All the companies that received a warning letter—including eventually USPlabs LLC, a dietary supplement manufacturer now facing criminal charges—withdrew their DMAA-containing supplements from the market.

Hi-Tech didn’t receive a warning letter. FDA, nonetheless, administratively detained the company’s DMAA-containing products in 2013. Hi-Tech sued FDA, claiming the agency unlawfully bypassed rulemaking procedures that were used by FDA to ban ephedra in dietary supplements.

“If they sent me a warning letter and they were correct, which they did … 15 years ago for using the term(s) 'erectile dysfunction' and 'obesity,' then I changed what I needed to,” Wheat observed during an interview in late September (see video above) at SupplySide West in Las Vegas before he was arrested on the criminal charges. “But if they send me a warning letter and they’re incorrect, then I’m going to push back, which we did. When we went to court [in the DMAA case] their first move was to try to dismiss the case by saying warning letters are not final agency action, so they don’t actually stand by their warning letters.”

In his April ruling, Hunt Jr. held DMAA doesn’t belong in supplements, and Hi-Tech’s products containing DMAA were adulterated. After Hi-Tech’s motion for reconsideration was denied by the judge, the company filed a notice of appeal with the Eleventh Circuit.

In an Oct. 24 email to INSIDER, Wheat said he anticipated the opening brief would be filed with the appeals court within two weeks. Then, the Department of Justice (DOJ) will have 30 days to file its response brief before Hi-Tech is afforded an opportunity to file a reply brief.

FDA and DOJ declined to comment.

Asked what he wanted to achieve by continuing to litigate the DMAA matter, Wheat expressed hope FDA would “actually get their evidence right” before sending a warning letter.

“I also hope to keep the consumers’ access to products that do help you lose weight like DMAA on the market,” he added during the SupplySide West interview.

Wheat insisted DMAA is safe. Hi-Tech has received no serious adverse event reports related to the ingredient, he said. He’s only aware of such adverse events as feelings of dizziness and being lightheaded, which he compared to a person who has consumed too much coffee.

Steven Tave, director of FDA’s Office of Dietary Supplement Programs (ODSP), declined to comment on the appeal. However, he said the agency’s position on DMAA has been consistent.

“FDA’s position is that DMAA is not a lawful dietary ingredient,” Tave said in an interview at SupplySide West. “It should not be in dietary supplements. Products that contain DMAA are in violation of the law.”

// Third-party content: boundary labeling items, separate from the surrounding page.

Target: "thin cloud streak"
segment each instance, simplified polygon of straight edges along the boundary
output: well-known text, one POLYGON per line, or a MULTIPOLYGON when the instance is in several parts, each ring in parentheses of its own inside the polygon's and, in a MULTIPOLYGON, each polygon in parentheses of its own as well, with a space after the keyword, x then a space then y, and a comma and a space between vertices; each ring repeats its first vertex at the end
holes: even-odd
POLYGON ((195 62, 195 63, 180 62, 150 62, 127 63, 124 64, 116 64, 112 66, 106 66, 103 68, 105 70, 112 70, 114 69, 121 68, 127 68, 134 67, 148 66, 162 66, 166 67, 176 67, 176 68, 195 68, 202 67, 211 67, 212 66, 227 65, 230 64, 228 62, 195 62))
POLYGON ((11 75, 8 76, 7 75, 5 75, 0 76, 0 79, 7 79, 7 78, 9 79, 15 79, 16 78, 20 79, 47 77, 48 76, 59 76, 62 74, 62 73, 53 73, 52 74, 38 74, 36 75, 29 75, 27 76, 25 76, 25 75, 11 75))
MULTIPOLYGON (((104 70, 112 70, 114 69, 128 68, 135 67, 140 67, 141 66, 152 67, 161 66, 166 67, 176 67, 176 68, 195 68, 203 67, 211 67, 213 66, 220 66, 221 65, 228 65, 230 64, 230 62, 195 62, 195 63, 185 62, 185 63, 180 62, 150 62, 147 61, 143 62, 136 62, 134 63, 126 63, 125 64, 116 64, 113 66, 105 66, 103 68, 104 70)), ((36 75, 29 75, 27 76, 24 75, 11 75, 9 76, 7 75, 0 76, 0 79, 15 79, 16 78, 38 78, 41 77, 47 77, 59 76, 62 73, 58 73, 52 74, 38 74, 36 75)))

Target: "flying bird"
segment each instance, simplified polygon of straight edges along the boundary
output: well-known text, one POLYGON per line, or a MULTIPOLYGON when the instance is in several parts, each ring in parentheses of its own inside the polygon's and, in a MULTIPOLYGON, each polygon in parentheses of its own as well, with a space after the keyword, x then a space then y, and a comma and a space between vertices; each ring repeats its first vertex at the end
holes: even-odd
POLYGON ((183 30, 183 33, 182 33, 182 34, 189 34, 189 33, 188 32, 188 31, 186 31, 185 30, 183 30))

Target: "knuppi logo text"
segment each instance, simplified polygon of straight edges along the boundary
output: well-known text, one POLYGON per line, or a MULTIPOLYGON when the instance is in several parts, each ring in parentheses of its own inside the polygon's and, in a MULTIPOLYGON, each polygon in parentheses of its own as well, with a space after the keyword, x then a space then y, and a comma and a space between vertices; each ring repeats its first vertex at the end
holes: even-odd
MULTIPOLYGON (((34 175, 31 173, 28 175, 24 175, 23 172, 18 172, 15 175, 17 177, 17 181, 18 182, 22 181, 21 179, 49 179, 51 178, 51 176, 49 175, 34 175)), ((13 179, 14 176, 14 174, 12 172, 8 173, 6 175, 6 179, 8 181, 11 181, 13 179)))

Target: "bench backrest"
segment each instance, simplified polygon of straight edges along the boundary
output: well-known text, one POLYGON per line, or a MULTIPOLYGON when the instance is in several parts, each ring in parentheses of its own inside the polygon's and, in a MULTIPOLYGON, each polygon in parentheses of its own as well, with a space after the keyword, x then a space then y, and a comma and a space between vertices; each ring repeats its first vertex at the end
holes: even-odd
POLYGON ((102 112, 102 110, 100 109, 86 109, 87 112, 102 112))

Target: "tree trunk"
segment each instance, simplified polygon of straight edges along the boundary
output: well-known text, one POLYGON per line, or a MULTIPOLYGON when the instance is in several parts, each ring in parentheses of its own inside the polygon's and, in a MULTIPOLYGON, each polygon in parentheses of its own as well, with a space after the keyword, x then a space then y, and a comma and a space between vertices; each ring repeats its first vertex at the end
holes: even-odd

The sale of DMAA is on the radar of federal prosecutors. Last week, four Chinese companies and several of their employees were indicted by a Dallas grand jury for charges related to the intended sale of mislabeled DMAA, including fraud, smuggling and obstruction. And in a separate announcement in July by federal prosecutors, a judge sentenced a dietary supplement executive to prison in a case related to DMAA. According to the U.S. Attorney's Office for the Middle District of Florida, Derek Vest of Gentech Pharmaceutical authorized the use of DMAA in various supplements, but he failed to disclose the presence of the ingredient on the product labeling for the tablets.